Die Ursachen von Herz-Kreislauf-Erkrankungen sind vielfältig. Stress kann eine Rolle spielen, aber auch gewisse Risikofaktoren. Die wichtigsten beeinflussbaren oder vermeidbaren Risikofaktoren sind Rauchen, hohe Cholesterinwerte, Zuckerkrankheit (Altersdiabetes, Diabetes mellitus Typ 2), Bluthochdruck, Übergewicht, ungesunde Ernährung, Bewegungsmangel und psychosoziale Stressfaktoren. „Rauchen zum Beispiel begünstigt Atherosklerose und führt unweigerlich zu Gefäßveränderungen, oft beginnt das an den Extremitäten wie den Beinen“, erklärt Leschke. Hierbei habe aber jeder gute Chancen, sein persönliches Risiko einzudämmen: „Wenn man es geschafft hat, fünf Jahre lang nicht zu rauchen, ist das Infarktrisiko gleich Null“, so der Professor – an der Gefahr an Lungenkrebs zu erkranken, ändere sich hingegen nichts. Und auch wenn Menschen mit Typ-2-Diabetes – in Deutschland sind etwa 8 bis 10 Millionen Menschen davon betroffen – eine erbliche Veranlagung für die chronische Stoffwechselkrankheit haben, können Betroffene etwas tun. „Die Zahl der Diabetiker nimmt seit Jahren zu.

Ein Grund dafür ist, dass die Leute immer dicker werden. Zu wenig Bewegung und ungesunde Ernährung – das ist ein Riesenthema“, bestätigt Leschke. Zudem ist seinem Empfinden nach das Gesundheitsbewusstsein der Menschen in Zeiten der Pandemie nicht unbedingt besser geworden. Dabei würde es sich lohnen frühzeitig gegenzusteuern, damit die Veranlagung vielleicht erst gar nicht hervorbricht: Ein Diabetiker hat laut Matthias Leschke ein zweieinhalb mal so großes Herzinfarktrisiko wie ein Nichtdiabetiker.
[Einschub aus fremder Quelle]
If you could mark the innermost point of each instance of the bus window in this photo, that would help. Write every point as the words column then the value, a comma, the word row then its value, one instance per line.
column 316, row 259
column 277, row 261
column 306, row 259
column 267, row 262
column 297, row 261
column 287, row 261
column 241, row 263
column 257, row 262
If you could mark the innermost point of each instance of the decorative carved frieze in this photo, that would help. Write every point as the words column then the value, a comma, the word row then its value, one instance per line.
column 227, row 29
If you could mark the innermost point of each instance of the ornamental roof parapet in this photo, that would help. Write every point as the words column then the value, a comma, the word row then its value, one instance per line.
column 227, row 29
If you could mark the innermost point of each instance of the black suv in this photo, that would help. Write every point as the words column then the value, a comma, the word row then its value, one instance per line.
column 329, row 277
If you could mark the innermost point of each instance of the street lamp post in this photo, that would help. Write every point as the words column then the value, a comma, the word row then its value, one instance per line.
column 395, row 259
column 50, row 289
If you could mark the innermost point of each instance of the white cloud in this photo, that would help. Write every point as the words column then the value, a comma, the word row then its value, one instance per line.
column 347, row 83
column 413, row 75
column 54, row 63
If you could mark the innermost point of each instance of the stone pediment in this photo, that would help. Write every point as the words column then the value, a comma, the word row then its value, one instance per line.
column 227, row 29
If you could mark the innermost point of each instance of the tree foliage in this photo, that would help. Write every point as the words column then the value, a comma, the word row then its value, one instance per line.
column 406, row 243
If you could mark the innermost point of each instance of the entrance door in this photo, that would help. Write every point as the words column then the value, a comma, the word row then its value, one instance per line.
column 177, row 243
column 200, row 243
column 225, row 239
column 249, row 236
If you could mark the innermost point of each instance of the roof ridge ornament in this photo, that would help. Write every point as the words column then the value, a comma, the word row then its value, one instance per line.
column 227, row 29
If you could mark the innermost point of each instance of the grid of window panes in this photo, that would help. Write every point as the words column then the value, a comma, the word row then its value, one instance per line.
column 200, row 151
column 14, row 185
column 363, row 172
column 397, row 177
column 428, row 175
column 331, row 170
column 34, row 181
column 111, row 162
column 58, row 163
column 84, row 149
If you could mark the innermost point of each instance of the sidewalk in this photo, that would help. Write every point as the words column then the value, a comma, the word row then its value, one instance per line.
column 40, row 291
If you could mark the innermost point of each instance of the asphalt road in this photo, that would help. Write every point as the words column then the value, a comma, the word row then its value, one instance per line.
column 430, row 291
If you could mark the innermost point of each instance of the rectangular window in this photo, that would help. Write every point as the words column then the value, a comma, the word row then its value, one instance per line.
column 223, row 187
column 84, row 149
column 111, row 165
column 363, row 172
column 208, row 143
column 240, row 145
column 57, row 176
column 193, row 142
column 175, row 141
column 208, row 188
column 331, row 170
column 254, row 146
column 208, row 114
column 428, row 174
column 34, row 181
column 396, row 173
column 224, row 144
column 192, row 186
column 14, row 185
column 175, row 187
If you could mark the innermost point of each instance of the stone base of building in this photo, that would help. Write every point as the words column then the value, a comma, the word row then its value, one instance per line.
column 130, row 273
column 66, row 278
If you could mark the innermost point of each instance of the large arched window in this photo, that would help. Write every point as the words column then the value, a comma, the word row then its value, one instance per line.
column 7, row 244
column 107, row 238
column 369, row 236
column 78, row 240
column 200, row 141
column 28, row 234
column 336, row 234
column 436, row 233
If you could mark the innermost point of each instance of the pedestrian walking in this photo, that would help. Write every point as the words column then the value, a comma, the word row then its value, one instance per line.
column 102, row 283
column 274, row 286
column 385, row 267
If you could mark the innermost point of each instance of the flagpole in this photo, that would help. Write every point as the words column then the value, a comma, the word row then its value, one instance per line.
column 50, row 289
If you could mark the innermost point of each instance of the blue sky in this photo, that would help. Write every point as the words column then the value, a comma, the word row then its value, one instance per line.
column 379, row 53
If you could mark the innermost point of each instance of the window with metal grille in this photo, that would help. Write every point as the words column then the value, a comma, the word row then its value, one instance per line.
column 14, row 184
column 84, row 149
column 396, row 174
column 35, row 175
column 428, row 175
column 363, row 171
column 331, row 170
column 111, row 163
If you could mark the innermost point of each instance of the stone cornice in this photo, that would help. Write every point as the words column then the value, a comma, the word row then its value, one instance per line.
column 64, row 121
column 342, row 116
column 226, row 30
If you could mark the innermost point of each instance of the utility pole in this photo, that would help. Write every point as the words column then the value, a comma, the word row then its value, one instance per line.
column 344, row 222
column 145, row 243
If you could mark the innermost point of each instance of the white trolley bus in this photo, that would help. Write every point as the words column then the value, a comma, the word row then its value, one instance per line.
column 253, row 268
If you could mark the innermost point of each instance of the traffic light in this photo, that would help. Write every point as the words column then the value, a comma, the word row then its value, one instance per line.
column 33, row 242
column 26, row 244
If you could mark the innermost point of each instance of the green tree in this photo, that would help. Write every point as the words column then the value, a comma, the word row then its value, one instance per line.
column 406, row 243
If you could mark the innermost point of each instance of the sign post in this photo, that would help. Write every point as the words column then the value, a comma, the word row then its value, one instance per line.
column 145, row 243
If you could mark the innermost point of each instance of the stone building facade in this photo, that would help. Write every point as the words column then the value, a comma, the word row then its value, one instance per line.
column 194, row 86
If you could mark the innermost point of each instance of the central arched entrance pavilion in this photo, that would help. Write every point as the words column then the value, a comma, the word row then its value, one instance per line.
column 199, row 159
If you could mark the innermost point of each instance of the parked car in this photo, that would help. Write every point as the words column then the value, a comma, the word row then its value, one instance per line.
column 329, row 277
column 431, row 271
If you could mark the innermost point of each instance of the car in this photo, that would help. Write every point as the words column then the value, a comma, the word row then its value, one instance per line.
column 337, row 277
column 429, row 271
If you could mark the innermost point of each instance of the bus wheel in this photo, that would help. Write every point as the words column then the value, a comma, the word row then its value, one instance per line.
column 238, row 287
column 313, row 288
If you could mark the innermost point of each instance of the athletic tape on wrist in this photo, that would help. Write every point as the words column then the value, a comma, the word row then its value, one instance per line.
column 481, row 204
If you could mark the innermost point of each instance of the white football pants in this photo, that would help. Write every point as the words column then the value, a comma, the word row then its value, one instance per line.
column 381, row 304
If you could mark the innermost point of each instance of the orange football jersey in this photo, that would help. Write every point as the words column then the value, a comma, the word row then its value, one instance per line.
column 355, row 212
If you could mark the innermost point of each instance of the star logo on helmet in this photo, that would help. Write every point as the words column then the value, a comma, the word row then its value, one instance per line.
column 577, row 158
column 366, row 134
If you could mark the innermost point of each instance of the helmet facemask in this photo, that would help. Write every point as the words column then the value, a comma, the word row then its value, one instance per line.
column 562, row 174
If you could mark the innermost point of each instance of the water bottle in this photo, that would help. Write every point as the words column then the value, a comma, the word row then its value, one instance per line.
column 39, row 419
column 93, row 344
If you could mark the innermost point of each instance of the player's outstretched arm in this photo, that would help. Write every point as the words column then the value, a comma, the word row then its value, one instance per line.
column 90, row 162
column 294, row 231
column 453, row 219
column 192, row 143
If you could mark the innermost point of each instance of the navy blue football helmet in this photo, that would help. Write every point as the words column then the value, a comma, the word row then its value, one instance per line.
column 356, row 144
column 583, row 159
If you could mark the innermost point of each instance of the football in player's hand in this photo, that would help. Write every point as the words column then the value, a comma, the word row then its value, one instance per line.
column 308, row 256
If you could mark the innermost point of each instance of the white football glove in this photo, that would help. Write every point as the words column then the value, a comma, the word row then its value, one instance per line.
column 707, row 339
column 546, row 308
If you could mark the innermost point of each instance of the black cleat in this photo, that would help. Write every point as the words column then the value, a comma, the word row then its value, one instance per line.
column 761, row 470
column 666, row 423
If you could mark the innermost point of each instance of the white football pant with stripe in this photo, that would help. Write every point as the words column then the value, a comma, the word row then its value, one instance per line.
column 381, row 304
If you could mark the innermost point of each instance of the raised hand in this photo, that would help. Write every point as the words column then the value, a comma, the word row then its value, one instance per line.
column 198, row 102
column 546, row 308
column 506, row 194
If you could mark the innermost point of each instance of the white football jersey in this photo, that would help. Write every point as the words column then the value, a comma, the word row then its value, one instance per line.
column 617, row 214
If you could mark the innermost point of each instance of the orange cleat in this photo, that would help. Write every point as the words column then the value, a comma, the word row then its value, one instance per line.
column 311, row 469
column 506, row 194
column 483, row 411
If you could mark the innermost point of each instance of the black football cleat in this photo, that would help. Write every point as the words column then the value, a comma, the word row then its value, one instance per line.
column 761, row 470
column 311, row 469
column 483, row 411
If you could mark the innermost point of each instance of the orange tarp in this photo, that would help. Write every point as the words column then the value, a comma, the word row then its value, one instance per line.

Neben den beeinflussbaren oder vermeidbaren Risikofaktoren für Herz-Kreislauf-Erkrankungen, gibt es aber auch einige Dinge, auf die man wenig oder bis gar keinen Einfluss hat. Dazu zählen beispielsweise das Alter, eine familiäre Veranlagung für Herz-Kreislauf-Erkrankungen, eine familiär bedingte Erhöhung der Cholesterinwerte oder Diabetes mellitus Typ I. „Am häufigsten ist hier sicherlich die genetisch bedingte Fettstoffwechselstörung, also zu hohe Cholesterinwerte“, sagt Leschke. Hier ist es wichtig, dass die Krankheit möglichst früh erkannt wird. Wenn nicht, erhöht sich das Infarktrisiko gewaltig – denn in Folge bilden sich Ablagerungen an den Arterien und es entwickelt sich eine Atherosklerose. Gibt es eine positive Familienanamnese – sprich, nahe Verwandte leiden an zu hohen Cholesterinwerten oder es kamen bereits häufiger Infarkte vor – sollte man gewarnt sein. „Zu hohe Cholesterinwerte sind gut behandelbar, es ist vor allen Dingen Aufgabe der Hausärzte hier rechtzeitig zu agieren“, meint der Chefarzt.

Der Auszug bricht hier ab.